To the extent that we are trapped by the overvaluing, idealizing tendency, we are not free fully to celebrate the limited but real goods of creation. Idolatry by definition is not an accurate assessment of creaturely goods, but an overvaluing of them so as to miss the richness of their actual, limited values. If I worship my tennis trophies, my Mondrian, my family tree, my Kawasaki, or my bank account, then I do not really receive those goods for what they actually are - limited, historical, and finite - goods which are vulnerable to being taken away by time and death. When I pretend that a value is something more than it is, ironically I value it less appropriately than it deserves.

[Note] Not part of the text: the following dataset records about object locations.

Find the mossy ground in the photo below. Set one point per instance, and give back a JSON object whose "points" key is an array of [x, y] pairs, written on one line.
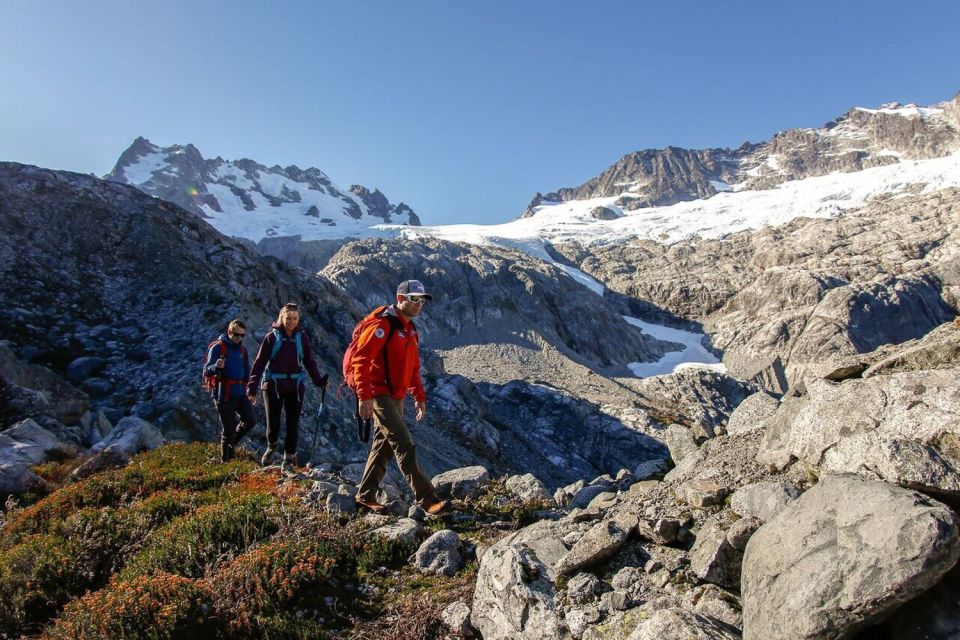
{"points": [[177, 545]]}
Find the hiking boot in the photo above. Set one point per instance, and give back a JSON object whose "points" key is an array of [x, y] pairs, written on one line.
{"points": [[269, 456], [371, 505], [438, 507]]}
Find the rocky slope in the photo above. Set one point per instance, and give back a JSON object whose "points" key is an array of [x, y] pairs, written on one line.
{"points": [[246, 199], [804, 292], [859, 139], [111, 296], [828, 514]]}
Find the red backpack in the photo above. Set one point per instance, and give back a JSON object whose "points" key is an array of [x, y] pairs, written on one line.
{"points": [[371, 318]]}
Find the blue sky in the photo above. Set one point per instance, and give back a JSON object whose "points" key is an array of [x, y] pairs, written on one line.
{"points": [[461, 109]]}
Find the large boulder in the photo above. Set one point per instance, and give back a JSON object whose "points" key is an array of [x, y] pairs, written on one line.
{"points": [[598, 544], [439, 554], [406, 530], [465, 482], [131, 436], [680, 441], [932, 616], [22, 446], [763, 500], [843, 556], [514, 595], [713, 558], [752, 413], [901, 428], [700, 398], [527, 488], [679, 624]]}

Biblical psychology invites us to relate ourselves absolutely to the absolute and relatively to the relative.

— Thomas C. Oden

I now understand that I would never have been able to become a plausible critic of the absurdities of modern consciousness until I myself had experienced them. I did not become an orthodox believer or theologian until after I tried out most of the errors long rejected by Christianity. If my first forty years were spent hungering for meaning in life, the last forty have been spent in being fed. If the first forty were prodigal, the last forty have been a homecoming.

— Thomas C. Oden

There reigns in the broken human heart a feeling of discord, a lack of congruence between what is and what ought to be (Augustine, Conf. 5).

— Thomas C. Oden

God foreknows the use of free will, yet this foreknowledge does not determine events. Rather, what God foreknows is determined by what happens, part of which is affected by free will.